Víctor Torres Tur apenas ha podido descansar desde que se decretó el Estado de alarma. Cada mañana baja a la calle para levantar la persiana del estanco que posee en la avenida Bartomeu Roselló. Su negocio se consideró esencial cuando el Gobierno central ordenó a la población que se encerrara en sus casas para evitar que los casos de Covid-19 siguieran multiplicándose. “Me alegra mucho seguir trabajando, sobre todo por la gente mayor que viene a comprar la prensa. Muchos de ellos no tienen acceso a internet o no saben manejarse con un móvil o un ordenador, y los periódicos en papel son la manera que tienen para informarse durante unos días en los que han ocurrido noticias muy importantes”, explica Víctor. Su familia está vinculada al comercio desde hace décadas. Su hermano Carlos regenta un supermercado en la calle Gaspar Puig, a menos de cinco minutos caminando desde el estanco. Cuando Víctor no podía abrir por las tardes, iba a echarle una mano. “Porque en los negocios de alimentación”, explica este vilero nacido en 1988, “los primeros días del Estado de alarma fueron muy duros. La gente estaba desorientada y salió a comprar en masa”. Una vez moderada la avalancha, Víctor explica que su hermano y él han sabido adaptarse a una situación dura. No es fácil, dice, acostumbrarse a trabajar con guantes y mascarilla; desinfectar absolutamente los objetos y superficies que se tocan y con los que puede entrar en contacto la clientela, y, sobre todo, decidir qué trabajadores han tenido que acogerse a un ERTE porque con las restricciones de movimiento, lógicamente, la facturación baja: “Las empresas familiares, como las nuestras, hemos hecho un gran esfuerzo por perjudicar lo menos posible a nuestros empleados. Algunos llevan toda la vida con nosotros y les tenemos que apoyar. Si nosotros aguantamos esta travesía por el desierto, todos saldremos ganando. El comercio local acompaña y genera redes de solidaridad y confianza que nos ayudan a superar problemas como el que tenemos encima”.

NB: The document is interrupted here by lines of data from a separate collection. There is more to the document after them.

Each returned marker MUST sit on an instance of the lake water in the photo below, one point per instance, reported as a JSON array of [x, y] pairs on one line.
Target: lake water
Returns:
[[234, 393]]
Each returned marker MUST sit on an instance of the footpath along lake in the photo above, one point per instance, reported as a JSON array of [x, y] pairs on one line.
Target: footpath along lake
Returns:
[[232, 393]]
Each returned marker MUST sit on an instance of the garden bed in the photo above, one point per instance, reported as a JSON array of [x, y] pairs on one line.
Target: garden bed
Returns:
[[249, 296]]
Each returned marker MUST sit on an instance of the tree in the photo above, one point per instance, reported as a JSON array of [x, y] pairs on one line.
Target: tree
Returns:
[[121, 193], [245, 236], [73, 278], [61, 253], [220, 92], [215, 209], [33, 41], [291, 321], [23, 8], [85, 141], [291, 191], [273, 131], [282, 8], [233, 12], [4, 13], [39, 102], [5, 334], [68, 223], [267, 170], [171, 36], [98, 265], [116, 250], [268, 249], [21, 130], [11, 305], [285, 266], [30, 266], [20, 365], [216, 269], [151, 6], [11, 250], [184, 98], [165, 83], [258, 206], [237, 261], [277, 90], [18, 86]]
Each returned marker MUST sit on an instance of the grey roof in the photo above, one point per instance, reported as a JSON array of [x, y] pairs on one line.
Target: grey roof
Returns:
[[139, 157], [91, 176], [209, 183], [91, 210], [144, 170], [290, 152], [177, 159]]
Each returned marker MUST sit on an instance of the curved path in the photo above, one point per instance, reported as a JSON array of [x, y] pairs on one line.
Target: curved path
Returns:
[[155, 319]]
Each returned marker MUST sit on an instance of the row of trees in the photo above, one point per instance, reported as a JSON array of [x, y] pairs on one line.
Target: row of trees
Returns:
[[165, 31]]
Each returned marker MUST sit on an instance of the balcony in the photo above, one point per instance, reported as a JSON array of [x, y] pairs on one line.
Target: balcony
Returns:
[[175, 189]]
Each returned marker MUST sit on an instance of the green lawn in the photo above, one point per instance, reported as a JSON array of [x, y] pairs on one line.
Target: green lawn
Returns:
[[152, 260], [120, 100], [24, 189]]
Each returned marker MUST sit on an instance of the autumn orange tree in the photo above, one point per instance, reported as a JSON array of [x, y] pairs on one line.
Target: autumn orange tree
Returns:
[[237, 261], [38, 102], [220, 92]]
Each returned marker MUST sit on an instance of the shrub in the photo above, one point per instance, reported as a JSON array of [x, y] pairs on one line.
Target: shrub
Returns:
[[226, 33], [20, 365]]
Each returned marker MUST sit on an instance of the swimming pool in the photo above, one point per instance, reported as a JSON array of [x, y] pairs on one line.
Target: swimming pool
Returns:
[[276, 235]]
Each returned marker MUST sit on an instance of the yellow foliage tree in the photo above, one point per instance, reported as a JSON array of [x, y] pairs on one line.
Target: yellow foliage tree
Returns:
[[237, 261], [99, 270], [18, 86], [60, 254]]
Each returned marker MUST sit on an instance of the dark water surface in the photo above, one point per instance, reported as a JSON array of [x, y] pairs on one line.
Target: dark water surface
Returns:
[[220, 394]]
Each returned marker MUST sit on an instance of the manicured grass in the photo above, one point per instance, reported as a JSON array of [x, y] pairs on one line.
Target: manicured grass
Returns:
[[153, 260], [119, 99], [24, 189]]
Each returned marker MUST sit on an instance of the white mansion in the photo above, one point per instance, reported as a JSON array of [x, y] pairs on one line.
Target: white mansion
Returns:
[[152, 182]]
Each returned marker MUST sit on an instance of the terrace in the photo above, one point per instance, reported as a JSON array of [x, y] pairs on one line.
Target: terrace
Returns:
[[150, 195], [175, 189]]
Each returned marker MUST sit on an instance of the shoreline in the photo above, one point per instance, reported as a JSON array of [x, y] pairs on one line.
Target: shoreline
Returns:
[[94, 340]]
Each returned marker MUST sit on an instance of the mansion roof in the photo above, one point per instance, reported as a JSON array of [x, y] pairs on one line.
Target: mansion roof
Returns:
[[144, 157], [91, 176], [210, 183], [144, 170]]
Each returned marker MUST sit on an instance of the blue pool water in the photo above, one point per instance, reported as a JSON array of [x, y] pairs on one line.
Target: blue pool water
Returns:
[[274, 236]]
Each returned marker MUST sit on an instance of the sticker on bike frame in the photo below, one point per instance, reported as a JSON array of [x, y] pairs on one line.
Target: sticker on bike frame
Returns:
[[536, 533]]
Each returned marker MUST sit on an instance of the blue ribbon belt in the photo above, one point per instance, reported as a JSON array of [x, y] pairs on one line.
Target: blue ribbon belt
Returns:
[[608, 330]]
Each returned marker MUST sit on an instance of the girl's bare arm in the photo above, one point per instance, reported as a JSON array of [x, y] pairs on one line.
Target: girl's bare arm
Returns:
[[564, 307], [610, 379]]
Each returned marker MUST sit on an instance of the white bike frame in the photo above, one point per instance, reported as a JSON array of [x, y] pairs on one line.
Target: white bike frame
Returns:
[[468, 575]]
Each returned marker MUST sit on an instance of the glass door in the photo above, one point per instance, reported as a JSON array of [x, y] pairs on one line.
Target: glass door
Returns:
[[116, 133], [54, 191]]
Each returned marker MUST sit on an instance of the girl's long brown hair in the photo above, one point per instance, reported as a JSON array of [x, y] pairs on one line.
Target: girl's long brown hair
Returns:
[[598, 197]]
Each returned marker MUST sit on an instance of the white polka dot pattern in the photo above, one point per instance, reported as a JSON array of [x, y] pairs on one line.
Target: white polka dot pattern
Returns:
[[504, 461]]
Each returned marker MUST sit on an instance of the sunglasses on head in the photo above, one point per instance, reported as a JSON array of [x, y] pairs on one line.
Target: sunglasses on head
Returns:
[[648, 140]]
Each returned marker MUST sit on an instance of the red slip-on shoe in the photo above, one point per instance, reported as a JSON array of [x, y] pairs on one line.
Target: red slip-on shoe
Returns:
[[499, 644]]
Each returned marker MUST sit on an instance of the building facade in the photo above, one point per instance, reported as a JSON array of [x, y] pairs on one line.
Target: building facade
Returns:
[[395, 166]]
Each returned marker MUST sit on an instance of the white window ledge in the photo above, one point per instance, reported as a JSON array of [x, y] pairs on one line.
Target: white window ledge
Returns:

A Víctor Torres ya no le extraña encontrarse vacías las aceras que le llevan hasta su estanco, una quietud que es habitual en el lugar de trabajo de Ivan Colomar. Este ibicenco de Santa Eulària se dedica al campo. En la vénda d’Atzaró, junto a la casa en la que vive, cultiva las tierras de su familia. El camino asfaltado que divide sus feixes reina un silencio que, de tanto en tanto, rompe el paso de un tractor o una furgoneta que pasa por allí. Ivan es uno de los payeses más jóvenes de la isla y desde hace un tiempo preside la cooperativa Agroeivissa. “Mi horario lo marca el sol”, cuenta, “y como el campo no descansa nunca, para enterarme de que Ibiza estaba en cuarentena tuve que salir de aquí. Recuerdo que la primera vez que fui a comprar a la cooperativa aluciné porque al salir a la carretera principal no vi ningún coche. Algo impensable hace apenas unos meses”. Sus fincas están tan apartadas que la cobertura telefónica es mala. Ivan habla desde el teléfono fijo de su vivienda. Explica que la situación anómala que vive Ibiza –sin turistas pululando por la isla a principios de mayo– puede servir para que la sociedad insular valore más a los productores locales. “Es lo que tiene no parar”, dice y se acuerda también de los ganadores o los pescadores. A cualquier payés le preocupa que los restaurantes no hayan podido abrir aún sus puertas. Buena parte de las hortalizas, frutas y verdura que recoge en sus tierras van a parar a las cocinas de los mejores chefs ibicencos. “Nosotros hemos decidido no reducir la cantidad de producto que sembramos”, argumenta Ivan, que piensa en un posible plan B si no hay temporada turística: “Lo que no podamos colocar en el sector de la restauración esperamos que lo compren los ibicencos en los comercios con los que trabajamos. Hemos notado que el producto local se está valorando mucho más. ¿Por qué? Creo que la razón es que tenemos más tiempo para cocinar en casa. Si pausamos un poco nuestras vidas y empezamos a preocuparnos por lo que comemos nos damos cuenta de que el producto de proximidad suele ser más sano y de mayor calidad. El Consell d’Eivissa y el resto de las instituciones están preparando buenas campañas para apoyarnos”.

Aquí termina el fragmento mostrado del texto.